Friday, January 10, 2014

Bittersweet Loneliness

            I’ll admit something here.  I have always been a lonely person.  I have prayed for deeper friendships, and I have sought to establish strong relationships with others at various times.  But many of these efforts didn’t work, and I still found myself lonely.  And I lamented this for years, feeling like something was wrong with me and like it had to be different for me to be happy.  And this is one big “should” that I have had to face, to give over to the Lord. 

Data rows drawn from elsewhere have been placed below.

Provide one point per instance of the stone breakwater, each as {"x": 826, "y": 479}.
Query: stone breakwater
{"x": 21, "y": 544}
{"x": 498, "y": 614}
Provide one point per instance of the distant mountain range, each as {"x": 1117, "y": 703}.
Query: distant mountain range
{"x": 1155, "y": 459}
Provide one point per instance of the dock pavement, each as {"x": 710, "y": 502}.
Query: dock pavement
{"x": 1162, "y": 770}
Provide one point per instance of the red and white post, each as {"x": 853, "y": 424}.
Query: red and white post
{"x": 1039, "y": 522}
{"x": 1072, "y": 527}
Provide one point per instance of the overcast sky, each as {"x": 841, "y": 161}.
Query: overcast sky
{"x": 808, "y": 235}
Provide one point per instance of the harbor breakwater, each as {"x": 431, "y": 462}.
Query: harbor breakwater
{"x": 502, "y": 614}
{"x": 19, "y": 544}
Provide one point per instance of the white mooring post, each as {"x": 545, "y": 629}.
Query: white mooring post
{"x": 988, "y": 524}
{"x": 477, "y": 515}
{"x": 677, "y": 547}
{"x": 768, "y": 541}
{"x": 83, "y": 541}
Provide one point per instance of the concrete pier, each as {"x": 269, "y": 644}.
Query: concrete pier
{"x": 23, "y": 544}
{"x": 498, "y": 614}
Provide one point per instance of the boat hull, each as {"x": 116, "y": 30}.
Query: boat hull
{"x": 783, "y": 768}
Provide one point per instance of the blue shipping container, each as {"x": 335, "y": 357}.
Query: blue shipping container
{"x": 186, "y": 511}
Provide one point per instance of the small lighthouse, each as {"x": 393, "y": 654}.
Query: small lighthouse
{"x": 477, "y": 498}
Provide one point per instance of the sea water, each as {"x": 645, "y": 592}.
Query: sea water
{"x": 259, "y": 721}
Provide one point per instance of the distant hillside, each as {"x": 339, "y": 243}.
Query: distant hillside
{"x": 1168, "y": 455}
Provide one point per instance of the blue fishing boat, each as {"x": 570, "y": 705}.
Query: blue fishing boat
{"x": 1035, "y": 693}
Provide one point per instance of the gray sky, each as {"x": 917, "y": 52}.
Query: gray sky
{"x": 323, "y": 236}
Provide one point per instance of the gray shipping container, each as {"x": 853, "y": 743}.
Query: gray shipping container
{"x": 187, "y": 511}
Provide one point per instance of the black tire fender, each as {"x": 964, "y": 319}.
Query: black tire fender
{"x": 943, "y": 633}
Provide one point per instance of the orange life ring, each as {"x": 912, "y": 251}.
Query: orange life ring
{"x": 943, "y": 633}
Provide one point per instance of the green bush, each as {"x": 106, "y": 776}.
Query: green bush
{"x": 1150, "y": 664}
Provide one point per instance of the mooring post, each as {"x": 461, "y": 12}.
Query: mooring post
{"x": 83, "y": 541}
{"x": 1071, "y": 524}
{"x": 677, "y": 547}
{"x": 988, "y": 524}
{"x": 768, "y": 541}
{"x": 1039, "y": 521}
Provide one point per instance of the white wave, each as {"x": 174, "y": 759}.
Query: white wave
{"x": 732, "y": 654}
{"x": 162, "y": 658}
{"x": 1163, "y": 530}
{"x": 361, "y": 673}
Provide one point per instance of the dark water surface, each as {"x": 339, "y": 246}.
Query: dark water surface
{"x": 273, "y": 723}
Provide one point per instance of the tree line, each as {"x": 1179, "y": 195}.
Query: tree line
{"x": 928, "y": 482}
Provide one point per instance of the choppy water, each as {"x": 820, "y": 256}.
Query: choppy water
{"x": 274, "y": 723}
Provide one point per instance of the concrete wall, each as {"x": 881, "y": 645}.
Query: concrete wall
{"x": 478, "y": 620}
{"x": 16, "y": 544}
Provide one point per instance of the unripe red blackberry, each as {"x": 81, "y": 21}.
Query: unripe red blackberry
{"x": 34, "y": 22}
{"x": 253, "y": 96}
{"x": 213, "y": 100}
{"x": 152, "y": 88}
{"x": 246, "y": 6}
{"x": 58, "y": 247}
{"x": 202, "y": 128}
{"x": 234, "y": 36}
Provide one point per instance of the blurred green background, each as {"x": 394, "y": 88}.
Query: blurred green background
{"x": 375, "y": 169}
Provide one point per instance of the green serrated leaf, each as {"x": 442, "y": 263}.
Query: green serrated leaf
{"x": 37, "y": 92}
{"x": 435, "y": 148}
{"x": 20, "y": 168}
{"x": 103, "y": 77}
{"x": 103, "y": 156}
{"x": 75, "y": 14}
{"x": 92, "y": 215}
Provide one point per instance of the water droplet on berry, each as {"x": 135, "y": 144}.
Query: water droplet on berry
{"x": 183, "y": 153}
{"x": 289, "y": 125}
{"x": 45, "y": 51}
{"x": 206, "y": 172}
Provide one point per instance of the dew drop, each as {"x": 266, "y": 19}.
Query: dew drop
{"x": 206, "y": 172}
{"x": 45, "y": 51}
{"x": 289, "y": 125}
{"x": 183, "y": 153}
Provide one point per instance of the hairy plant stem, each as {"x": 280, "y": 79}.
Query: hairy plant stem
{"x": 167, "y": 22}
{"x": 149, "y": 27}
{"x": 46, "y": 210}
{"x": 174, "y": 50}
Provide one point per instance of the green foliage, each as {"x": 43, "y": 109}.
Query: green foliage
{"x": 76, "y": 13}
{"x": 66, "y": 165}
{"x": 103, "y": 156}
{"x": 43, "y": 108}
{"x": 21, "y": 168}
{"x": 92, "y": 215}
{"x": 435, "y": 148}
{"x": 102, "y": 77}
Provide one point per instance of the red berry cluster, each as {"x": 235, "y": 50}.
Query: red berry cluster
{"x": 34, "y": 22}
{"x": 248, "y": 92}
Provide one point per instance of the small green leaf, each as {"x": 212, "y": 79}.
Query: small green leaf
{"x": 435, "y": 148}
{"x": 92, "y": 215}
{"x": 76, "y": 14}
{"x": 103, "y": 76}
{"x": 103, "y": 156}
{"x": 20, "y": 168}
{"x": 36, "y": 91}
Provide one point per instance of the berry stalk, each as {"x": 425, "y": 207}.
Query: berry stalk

            I come from a very broken home.  My mom and I have never had the close kind of relationship that other mothers and daughters do.  (To be fair, it’s as good as it can be right now.  But we've come a long way, through many messy years.)  And my biological father doesn’t really have anything to do with me.  And it always seems that no matter how hard I try to develop lasting friendship, no one else needs me the way I need them.  And this has been a source of extreme sadness and ache for me.  I just don’t feel like I have people who I can lean on and who really want to know me.  (Expect my husband and kids, my old college roommate, and one or two more friends-in-the-making.  But even then, I only talk to a friend about once a week because we are all so busy and I don’t have a car to get out and visit with people.)
            I’ve always felt like people “should” have deep friendships.  “Should” need each other.  “Should” have a family-of-origin that is their strongest, most lasting support system.  “Should” visit regularly over coffee and share prayer requests with each other.  But what do you do when your dream doesn’t match reality?  When you never had a real friendship with members of your own family-of-origin?  When people you thought were friends let you down?  When you can’t find someone to share the journey with?
            I struggled with this for years, until I realized that loneliness is not a terminal condition, but it is a choice, in a way.  A state of mind.  We may not have much control over being alone, but we do have a choice about if we will let it get us down or not.
            God helped me get over me discouragement of being lonely by challenging me to see my situation in a different light.  One day while I was talking this over with God and myself, the thought hit me that if I lived on a prairie somewhere centuries ago, I would be in the middle of nowhere, with very few people around me.  And this is not too different from how I feel now.  And then I asked myself, Would I be able to handle this loneliness if I were on a prairie?
            And I decided that I would be able to graciously accept it because that’s the way it would be on a prairie; I wouldn’t have any expectations that things should be different.  And it dawned on me that if I could be content about loneliness under prairie conditions, then contentment really is a choice.  It was my expectations about how things “should” be that caused my discontentment.
            But if I could be content then, I could be content now.  And so I chose to be content with the loneliness.  I chose to accept it.  And I stopped asking God to bring me more friendships, and I started asking Him to help me bear the loneliness better.
            “Lord, if I am always going to be a lonely person, help me be the best, most God-glorifying lonely person I can be.  Use my loneliness to open my eyes to the pain and needs of others, so that I can touch their lives and bring a little of Your light to them.”
            It’s a great blessing to get what we ask for, but it’s a greater, more eternal blessing to learn to be content without.  I can’t necessarily change my circumstances (trust me, I’ve tried), but I can change how I live in them.  And this was a huge key in helping me shift my focus from my despair to how I could glorify God anyway and be a blessing to others, even in the loneliness.
            While I wish that things could have been different, I am learning to be content (most of the time) with things not being what they “should” be.  One of the greatest blessings of learning contentment has been learning to find God everywhere, to see touches of His goodness and grace and love and mercy in everything.  Even in places where I never thought to look for Him before.  In the unfulfilled dreams and longings.  In the past hurts and present losses.  In the “give” and the “take away.”  In the loneliness and the aching heart.  In the mundane, daily tasks of living, as I serve the Lord by doing my best to serve my family or as I talk with Him while washing dishes, soap up to my elbows.  And in my favorite place - in the solitude of my own backyard - as I experience His friendship in the colorful roses and the curious chickadees, the industrious bees and the marvelously different patterns on dried beans.  God’s goodness is everywhere!
            I don’t need to strive to make things different than what they are; I just need to learn to sit back and find God where He has placed me today.  Because if I can find Him anywhere, in everything, I’ll never really be lonely again.
            As I said before, over the years, I have learned to be thankful for the hard lessons.  It’s not the way that I would have wanted to learn them, but it’s the way they happened.  And that’s just life.  I just thank God so much that eventually all things will be made right.  That in eternity, relationships will be what they are supposed to be and I’ll have the closeness and depth that I crave.  But until then, my focus should not be on what I don’t have, but on what I do have and on how God can use it to be a blessing to others.  For His kingdom and for His glory.  Amen!